Use pavucontrol (PulseAudio/PipeWire) to redirect Chromium's input from the real microphone to a monitor of the output. This is the same pattern Discord and OBS users already rely on.

  1. In the settings UI, flip Capture source to Microphone / system audio. Accept Chrome's one-time mic prompt. The visualizer swaps streams in place — initially reacting to whatever the default mic hears.
  2. Open pavucontrolRecording tab. Find the Chromium entry and change its input from the default mic to Monitor of <your output device>. Every app's playback will now flow into the visualizer in real time.

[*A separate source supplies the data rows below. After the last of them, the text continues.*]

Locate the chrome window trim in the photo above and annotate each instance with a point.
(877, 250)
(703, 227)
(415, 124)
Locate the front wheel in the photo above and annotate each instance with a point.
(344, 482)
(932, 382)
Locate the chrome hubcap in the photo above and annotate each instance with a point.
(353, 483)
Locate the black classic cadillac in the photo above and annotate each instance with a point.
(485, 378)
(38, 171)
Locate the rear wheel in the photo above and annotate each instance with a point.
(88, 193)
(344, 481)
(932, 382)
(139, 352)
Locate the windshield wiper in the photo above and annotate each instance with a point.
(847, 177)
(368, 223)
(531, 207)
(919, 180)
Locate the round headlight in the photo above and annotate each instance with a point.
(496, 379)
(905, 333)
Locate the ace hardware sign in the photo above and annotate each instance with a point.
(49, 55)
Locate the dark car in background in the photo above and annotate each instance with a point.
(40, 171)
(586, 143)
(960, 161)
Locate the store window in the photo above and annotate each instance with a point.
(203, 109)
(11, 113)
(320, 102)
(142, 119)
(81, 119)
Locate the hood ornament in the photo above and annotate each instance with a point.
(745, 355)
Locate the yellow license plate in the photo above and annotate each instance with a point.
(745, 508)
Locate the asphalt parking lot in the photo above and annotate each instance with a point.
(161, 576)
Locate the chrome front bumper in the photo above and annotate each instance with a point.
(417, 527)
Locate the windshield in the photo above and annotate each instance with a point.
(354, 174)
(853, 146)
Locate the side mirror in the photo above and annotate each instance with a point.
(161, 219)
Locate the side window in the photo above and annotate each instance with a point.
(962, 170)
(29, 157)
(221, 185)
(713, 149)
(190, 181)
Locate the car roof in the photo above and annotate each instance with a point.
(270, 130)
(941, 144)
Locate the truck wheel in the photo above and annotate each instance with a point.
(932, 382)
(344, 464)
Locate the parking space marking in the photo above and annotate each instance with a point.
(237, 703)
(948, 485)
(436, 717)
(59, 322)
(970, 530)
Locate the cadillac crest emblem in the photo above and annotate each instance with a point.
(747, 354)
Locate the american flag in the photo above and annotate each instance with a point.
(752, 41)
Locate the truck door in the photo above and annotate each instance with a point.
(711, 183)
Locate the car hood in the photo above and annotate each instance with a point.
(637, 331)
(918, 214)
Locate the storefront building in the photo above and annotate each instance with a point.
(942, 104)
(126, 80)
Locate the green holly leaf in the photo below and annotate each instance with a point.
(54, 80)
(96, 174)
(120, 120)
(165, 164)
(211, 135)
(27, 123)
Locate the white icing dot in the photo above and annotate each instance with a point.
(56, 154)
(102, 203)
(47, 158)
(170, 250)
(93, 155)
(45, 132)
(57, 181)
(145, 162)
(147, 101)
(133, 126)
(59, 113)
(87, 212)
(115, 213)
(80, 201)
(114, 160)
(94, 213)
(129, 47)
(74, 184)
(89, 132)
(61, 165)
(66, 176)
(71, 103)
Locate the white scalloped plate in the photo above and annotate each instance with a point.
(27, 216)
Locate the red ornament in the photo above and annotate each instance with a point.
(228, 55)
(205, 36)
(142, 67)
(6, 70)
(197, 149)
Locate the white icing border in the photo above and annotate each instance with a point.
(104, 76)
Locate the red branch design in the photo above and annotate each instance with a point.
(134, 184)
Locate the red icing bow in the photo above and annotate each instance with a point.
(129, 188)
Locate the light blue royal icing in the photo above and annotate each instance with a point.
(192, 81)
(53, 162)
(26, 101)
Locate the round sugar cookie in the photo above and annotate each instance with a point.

Advanced — per-app capture:

pactl load-module module-null-sink sink_name=viz

In pavucontrolPlayback, move the app you want to visualize (e.g. Spotify) to the viz sink. Then in the Recording tab, set Chromium's input to Monitor of viz. Only that app's audio is captured; your speakers stay clean of its output (route to a combined sink if you still want to hear it).

System audio on Windows / macOS

  • Windows: enable "Stereo Mix" in the Sound control panel (Recording devices → right-click → Show Disabled Devices → Enable Stereo Mix), then set Chromium's input to Stereo Mix.
  • macOS: install a virtual audio driver such as BlackHole or Loopback and route app output into it, then set Chromium's input to the virtual device.